O juiz, ao analisar o caso, reconheceu a gravidade da situação, classificando-a como uma “violação leve aos direitos da personalidade”, considerando a curta duração do contrato (apenas 45 dias), a intensidade moderada do sofrimento e a situação econômica das partes envolvidas.
Diante do cenário, a indenização por danos morais foi fixada em R$ 3 mil, dadas as condições de trabalho e as irregularidades apresentadas pela trabalhadora.
Posicionamento
Em resposta ao Portal 6, a Quebec Equatorial emitiu uma nota manifestando repúdio à decisão, apontando que “a sentença ignorou expressamente as provas documentais, orais, e periciais, além dos precedentes, inclusive do TRT e TST, que já julgaram a mesma matéria envolvendo a empresa Quebec, e demonstraram que não houve ofensa à dignidade da trabalhadora.”

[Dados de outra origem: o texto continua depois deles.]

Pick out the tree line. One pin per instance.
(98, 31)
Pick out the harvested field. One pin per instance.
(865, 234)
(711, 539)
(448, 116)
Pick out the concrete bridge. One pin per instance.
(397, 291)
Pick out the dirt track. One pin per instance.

Além disso, a empresa destacou que não há exigência legal para instalação de sanitários durante o trajeto, mas sim a disponibilização de pontos de apoio, segundo a norma NR-38 do Ministério do Trabalho e Emprego (MTE).
Também argumentou que havia apresentado provas de que os trabalhadores que exercem atividade externa têm acesso a instalações sanitárias durante toda a jornada laboral.

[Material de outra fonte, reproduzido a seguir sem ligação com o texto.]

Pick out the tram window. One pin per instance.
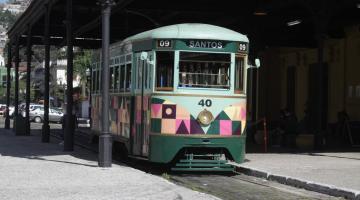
(239, 75)
(164, 70)
(111, 80)
(93, 80)
(204, 70)
(122, 59)
(116, 77)
(98, 80)
(122, 77)
(128, 77)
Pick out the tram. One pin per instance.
(178, 95)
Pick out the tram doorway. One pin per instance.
(143, 87)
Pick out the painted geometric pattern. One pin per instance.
(230, 121)
(119, 115)
(169, 118)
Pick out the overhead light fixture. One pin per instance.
(260, 12)
(293, 23)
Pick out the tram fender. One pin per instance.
(163, 148)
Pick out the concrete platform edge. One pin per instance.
(295, 182)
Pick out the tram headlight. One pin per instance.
(205, 117)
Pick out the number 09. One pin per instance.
(205, 102)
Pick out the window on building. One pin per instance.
(204, 70)
(164, 70)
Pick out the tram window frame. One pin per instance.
(122, 77)
(239, 76)
(170, 65)
(93, 80)
(111, 78)
(128, 70)
(205, 70)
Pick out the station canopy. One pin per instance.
(266, 22)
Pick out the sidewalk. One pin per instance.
(30, 169)
(336, 174)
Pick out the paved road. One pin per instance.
(223, 186)
(242, 187)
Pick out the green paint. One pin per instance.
(228, 46)
(163, 148)
(214, 128)
(155, 125)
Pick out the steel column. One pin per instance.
(8, 87)
(69, 118)
(46, 128)
(28, 73)
(16, 100)
(105, 139)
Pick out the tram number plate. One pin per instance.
(164, 43)
(205, 102)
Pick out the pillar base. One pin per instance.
(45, 136)
(105, 150)
(7, 123)
(69, 130)
(19, 126)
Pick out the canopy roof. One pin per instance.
(264, 22)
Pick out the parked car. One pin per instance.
(11, 111)
(32, 106)
(37, 115)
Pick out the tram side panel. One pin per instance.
(175, 125)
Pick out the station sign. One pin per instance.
(160, 44)
(205, 44)
(243, 47)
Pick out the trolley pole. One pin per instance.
(8, 86)
(105, 139)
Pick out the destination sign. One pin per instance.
(164, 44)
(243, 47)
(205, 44)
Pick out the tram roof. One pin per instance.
(190, 31)
(264, 22)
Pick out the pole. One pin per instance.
(105, 139)
(8, 87)
(16, 110)
(28, 72)
(46, 128)
(69, 118)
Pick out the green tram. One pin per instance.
(178, 95)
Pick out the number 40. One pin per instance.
(205, 102)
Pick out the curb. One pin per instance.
(308, 185)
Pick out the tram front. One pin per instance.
(198, 107)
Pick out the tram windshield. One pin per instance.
(204, 70)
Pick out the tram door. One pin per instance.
(143, 80)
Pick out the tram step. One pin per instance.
(203, 169)
(203, 161)
(202, 165)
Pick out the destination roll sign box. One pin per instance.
(205, 44)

Por fim, a Quebec concluiu destacando que “a decisão é equivocada, injusta e carece de reforma”, diante do que foi apresentado diante a Justiça.
Confira a seguir a resposta completa da empresa:
“Informamos que a r. sentença ignorou expressamente as provas documentais, orais, e periciais, além dos precedentes, inclusive do TRT e TST, que já julgaram a mesma matéria envolvendo a empresa Quebec, e demonstraram que não houve ofensa à dignidade da trabalhadora.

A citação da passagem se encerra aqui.